So should one really relish an evening of Bizet's hugely popular opera? For, in its closing bars, jealous José feels the knife in his hand, and Carmen is no more.
The difference, of course, is all in the music. Whereas the catchy, swaying melody of Delilah runs unaltered from start to finish, Georges Bizet's music evolves from its bracing overture, with mournful hints of what's to come, through flirtation, brief love, and fatal jealousy.

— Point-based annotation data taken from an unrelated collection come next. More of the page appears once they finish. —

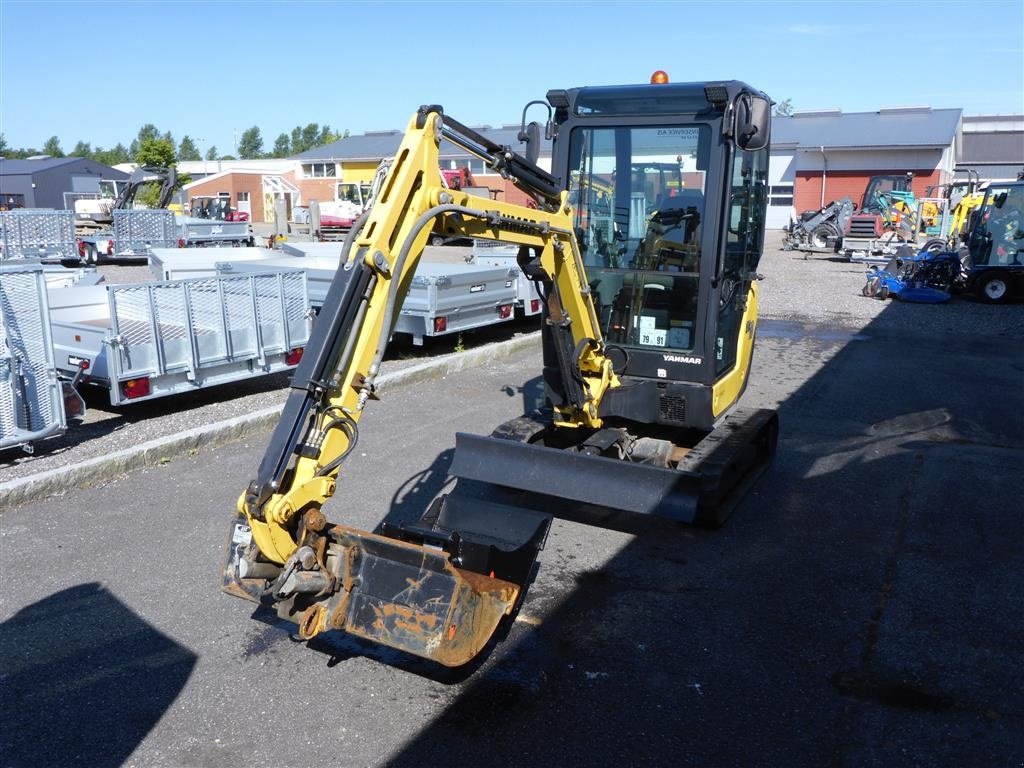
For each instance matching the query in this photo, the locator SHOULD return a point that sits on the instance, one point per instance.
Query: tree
(187, 150)
(147, 131)
(156, 152)
(282, 146)
(112, 157)
(783, 108)
(251, 144)
(52, 147)
(310, 136)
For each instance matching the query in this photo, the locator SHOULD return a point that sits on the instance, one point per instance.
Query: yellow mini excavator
(650, 311)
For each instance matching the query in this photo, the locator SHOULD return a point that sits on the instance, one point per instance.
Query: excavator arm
(437, 591)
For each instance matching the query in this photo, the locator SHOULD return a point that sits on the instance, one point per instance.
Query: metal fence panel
(31, 406)
(36, 233)
(137, 231)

The journey takes a scenic route, via clubbing, smuggling and the excitement of the bullring. By the time of Don José's terrible act, the music expresses fear and violence. No one fancies singing along to Carmen's last breaths.
Ginger Costa-Jackson is bewitching in the title role of Carmen. Photo: Adiam Yemane
In the revival of Calixto Bieto's solid and colourful production of Carmen, those last breaths come from the thrilling mezzo-soprano Ginger Costa-Jackson in a performance that brought the house down.

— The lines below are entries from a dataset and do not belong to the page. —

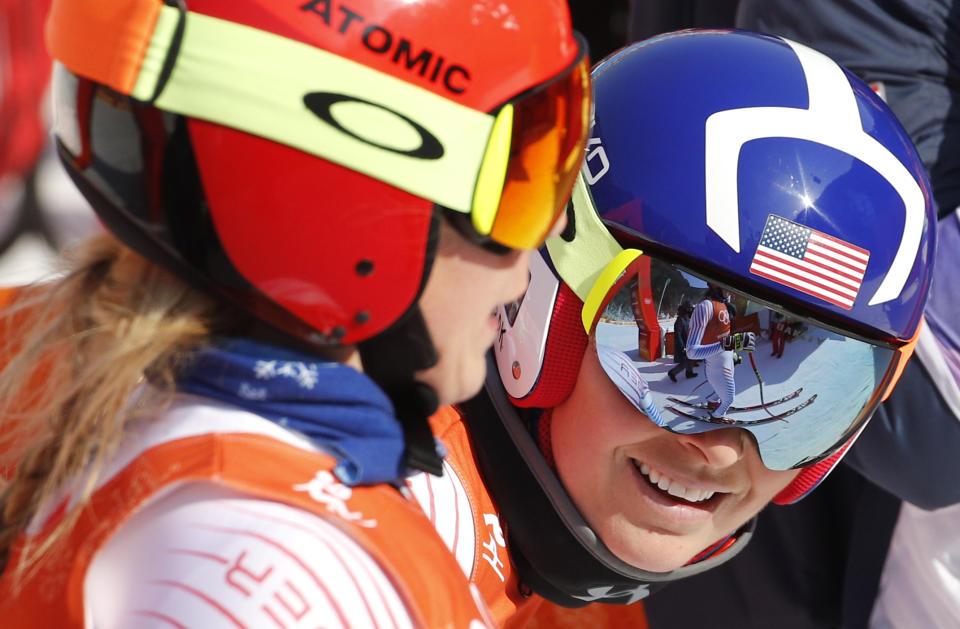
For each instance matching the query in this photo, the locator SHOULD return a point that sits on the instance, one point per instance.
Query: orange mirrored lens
(550, 130)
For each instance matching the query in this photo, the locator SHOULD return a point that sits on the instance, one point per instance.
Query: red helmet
(294, 156)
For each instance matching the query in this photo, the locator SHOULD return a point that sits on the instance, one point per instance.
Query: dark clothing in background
(912, 46)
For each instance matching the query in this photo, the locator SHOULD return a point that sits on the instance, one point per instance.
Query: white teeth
(673, 488)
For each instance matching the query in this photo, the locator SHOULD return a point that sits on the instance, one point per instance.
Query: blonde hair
(83, 345)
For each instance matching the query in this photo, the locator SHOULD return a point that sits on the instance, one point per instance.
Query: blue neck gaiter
(338, 407)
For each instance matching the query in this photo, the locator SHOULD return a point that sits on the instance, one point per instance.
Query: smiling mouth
(665, 485)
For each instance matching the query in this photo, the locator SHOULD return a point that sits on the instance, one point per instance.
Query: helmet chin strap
(391, 358)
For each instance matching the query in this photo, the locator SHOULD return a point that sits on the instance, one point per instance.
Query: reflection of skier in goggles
(710, 340)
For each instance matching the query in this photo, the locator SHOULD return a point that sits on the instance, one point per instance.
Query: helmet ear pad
(566, 344)
(809, 477)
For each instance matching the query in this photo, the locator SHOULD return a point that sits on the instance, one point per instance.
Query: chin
(667, 555)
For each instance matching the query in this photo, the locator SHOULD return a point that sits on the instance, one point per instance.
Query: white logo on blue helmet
(832, 119)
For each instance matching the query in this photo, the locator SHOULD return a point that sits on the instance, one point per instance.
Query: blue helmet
(716, 152)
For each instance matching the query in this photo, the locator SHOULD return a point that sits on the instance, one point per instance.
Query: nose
(719, 448)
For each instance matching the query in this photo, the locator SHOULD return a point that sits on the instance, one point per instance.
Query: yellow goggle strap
(592, 257)
(255, 81)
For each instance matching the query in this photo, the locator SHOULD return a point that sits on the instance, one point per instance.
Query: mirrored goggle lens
(802, 393)
(550, 132)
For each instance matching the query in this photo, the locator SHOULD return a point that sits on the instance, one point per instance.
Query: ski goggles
(510, 171)
(802, 393)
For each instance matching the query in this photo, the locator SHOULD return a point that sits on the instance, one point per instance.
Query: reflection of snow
(843, 373)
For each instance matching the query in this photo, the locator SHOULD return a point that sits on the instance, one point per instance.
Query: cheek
(768, 483)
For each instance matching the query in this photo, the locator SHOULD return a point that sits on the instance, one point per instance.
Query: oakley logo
(606, 592)
(322, 105)
(593, 173)
(832, 119)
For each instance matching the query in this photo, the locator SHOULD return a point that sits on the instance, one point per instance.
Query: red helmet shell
(337, 248)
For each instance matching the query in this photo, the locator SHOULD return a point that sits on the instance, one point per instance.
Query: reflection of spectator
(778, 333)
(681, 328)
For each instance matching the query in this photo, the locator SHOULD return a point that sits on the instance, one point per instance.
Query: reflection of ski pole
(753, 364)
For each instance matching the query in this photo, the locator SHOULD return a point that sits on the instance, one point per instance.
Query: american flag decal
(810, 261)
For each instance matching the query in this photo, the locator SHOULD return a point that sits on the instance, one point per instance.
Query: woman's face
(611, 459)
(465, 286)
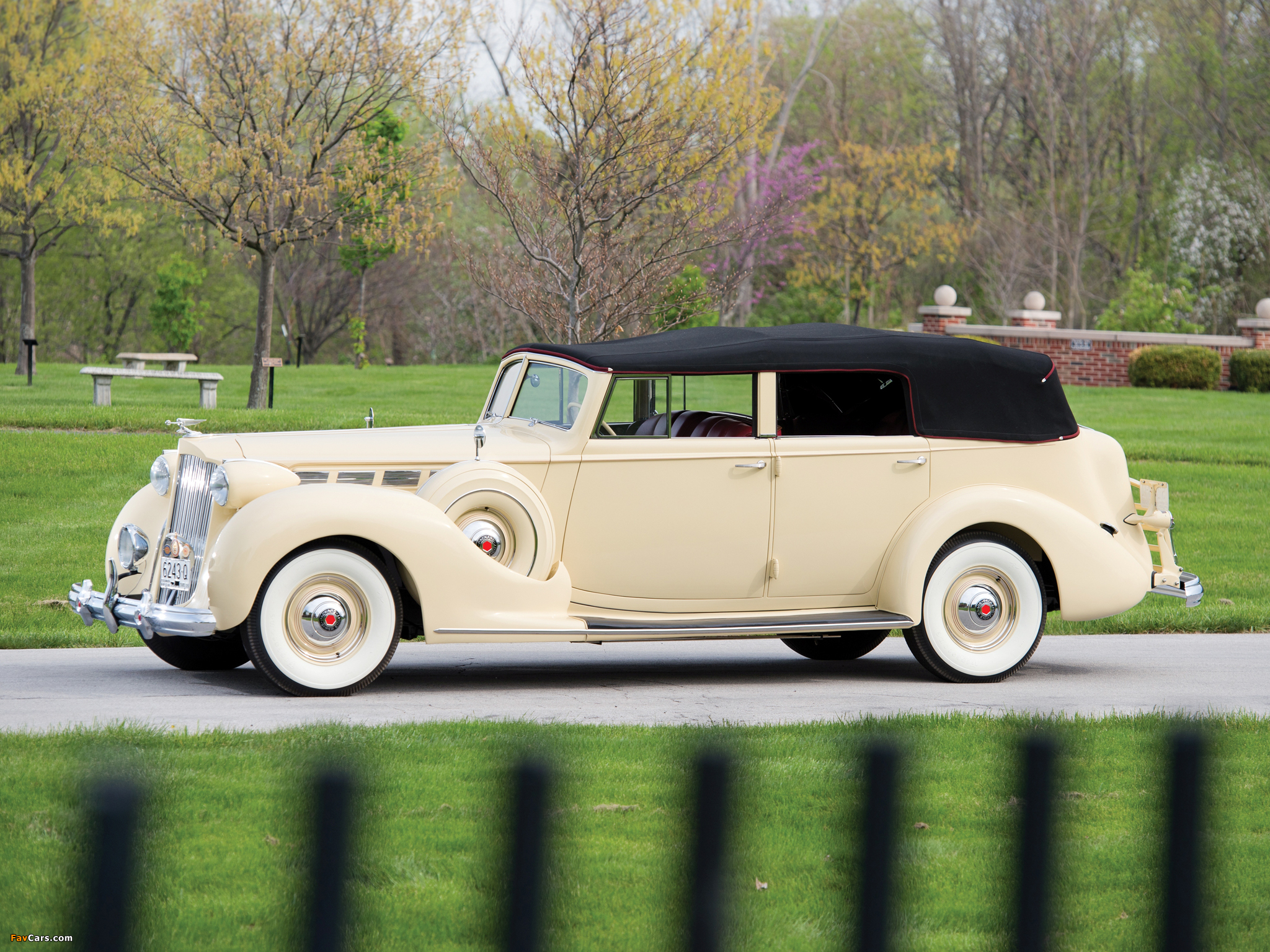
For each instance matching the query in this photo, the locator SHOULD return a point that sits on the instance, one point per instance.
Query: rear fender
(458, 586)
(1096, 574)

Worth mentioning, at this point, that one in seven in the audience at this full house was under 21, thanks to English National Opera's free – yes, totally free – tickets scheme. Many others, with bargain seats for their age group, were under 35. This was not an audience of opera old-hands, but whooping newcomers, and the effect of this highly dramatic production on them was electrifying. (ENO, remember, was to have been expelled from London by Arts Council England, but is currently on reprieve.) Clearly the artists were picking up on this youthful vibe, as the first night grew in strength and confidence with each of its three acts.

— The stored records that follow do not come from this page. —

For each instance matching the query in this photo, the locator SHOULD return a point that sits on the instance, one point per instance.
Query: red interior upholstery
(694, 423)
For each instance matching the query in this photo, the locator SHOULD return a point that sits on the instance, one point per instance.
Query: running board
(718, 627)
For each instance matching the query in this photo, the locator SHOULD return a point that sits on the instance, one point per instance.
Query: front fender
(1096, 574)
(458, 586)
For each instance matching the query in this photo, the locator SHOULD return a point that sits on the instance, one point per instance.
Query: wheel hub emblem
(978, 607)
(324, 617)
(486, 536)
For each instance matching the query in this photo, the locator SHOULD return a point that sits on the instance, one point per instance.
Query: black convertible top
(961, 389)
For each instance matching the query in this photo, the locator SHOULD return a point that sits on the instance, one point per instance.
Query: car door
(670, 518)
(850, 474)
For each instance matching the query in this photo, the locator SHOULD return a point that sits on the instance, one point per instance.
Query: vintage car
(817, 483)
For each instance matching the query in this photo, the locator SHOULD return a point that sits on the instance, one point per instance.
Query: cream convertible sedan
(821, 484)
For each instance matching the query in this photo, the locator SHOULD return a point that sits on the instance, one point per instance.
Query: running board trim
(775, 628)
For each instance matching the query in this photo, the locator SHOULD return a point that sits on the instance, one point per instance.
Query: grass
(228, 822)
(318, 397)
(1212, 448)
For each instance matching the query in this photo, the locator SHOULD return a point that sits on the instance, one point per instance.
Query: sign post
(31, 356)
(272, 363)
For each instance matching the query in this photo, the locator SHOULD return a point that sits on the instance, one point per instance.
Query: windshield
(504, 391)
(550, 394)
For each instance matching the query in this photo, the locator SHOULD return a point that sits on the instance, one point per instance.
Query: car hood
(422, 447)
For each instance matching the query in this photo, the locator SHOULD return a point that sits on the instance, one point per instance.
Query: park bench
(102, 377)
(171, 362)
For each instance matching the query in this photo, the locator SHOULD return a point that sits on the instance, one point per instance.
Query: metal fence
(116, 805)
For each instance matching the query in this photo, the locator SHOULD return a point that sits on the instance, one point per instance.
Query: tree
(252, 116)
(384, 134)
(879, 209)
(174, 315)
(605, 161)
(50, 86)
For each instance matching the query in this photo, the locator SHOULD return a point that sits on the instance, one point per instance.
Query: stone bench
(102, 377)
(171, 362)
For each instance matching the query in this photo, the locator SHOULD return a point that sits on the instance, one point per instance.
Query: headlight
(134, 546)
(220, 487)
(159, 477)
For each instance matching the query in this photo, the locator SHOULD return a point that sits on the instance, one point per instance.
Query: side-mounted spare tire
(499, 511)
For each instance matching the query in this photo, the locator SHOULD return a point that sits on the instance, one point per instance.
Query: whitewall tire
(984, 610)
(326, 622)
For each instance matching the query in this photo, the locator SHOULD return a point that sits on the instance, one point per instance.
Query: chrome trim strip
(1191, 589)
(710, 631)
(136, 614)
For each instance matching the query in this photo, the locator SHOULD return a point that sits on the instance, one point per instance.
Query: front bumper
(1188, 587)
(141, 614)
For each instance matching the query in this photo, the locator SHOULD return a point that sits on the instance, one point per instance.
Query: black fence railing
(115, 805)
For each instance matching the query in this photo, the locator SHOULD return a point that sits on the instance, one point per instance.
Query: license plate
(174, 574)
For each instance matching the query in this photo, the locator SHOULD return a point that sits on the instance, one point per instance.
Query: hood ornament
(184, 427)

The outstanding chorus, joined by vivacious actors, people not the 19th-century Spain of Prosper Merimée's original story, on which Bizet based his opera, but of Franco's mid-20th-century bullying regime. Gaudy clothing and defiance in the streets only thinly mask terror.
Carrie-Ann Williams makes her ENO debut as Micaëla. Photo: Adiam Yemane
Brutalised people lash out at weaker ones, with a viciousness that we recognise from other news reports. Women are treated as sex objects by overbearing men. (That young audience knows all about Andrew Tate.)
Italian-American Costa-Jackson seems born to play the title role, with her catlike movement, and a voice that rises proudly and dips into hollowed, earthy rawness. She has already performed the role in many US houses, but in London meets Sean Panikkar as her José, the soldier crazed by desire whose infatuation turns into obsession and, when Carmen falls for toreador Escamillo, murder. Tenor Panikkar reprises the role after his 2020 ENO debut as José, rapidly growing in musicality and conviction on first night.
First night saw more excitement, in the ENO debut of soprano Carrie-Ann Williams, stepping into the role of José's jilted sweetheart Micaëla, while Gemma Summerfield is unwell, and making a huge impression with her vast range of expression, impressive technique and character. We are sure to be seeing and hearing much more of this terrific new talent. She is scheduled to sing at least once more, on 4 February. Marvel, too, for Alexandra Oomens soaring soprano, as feisty Frasquita.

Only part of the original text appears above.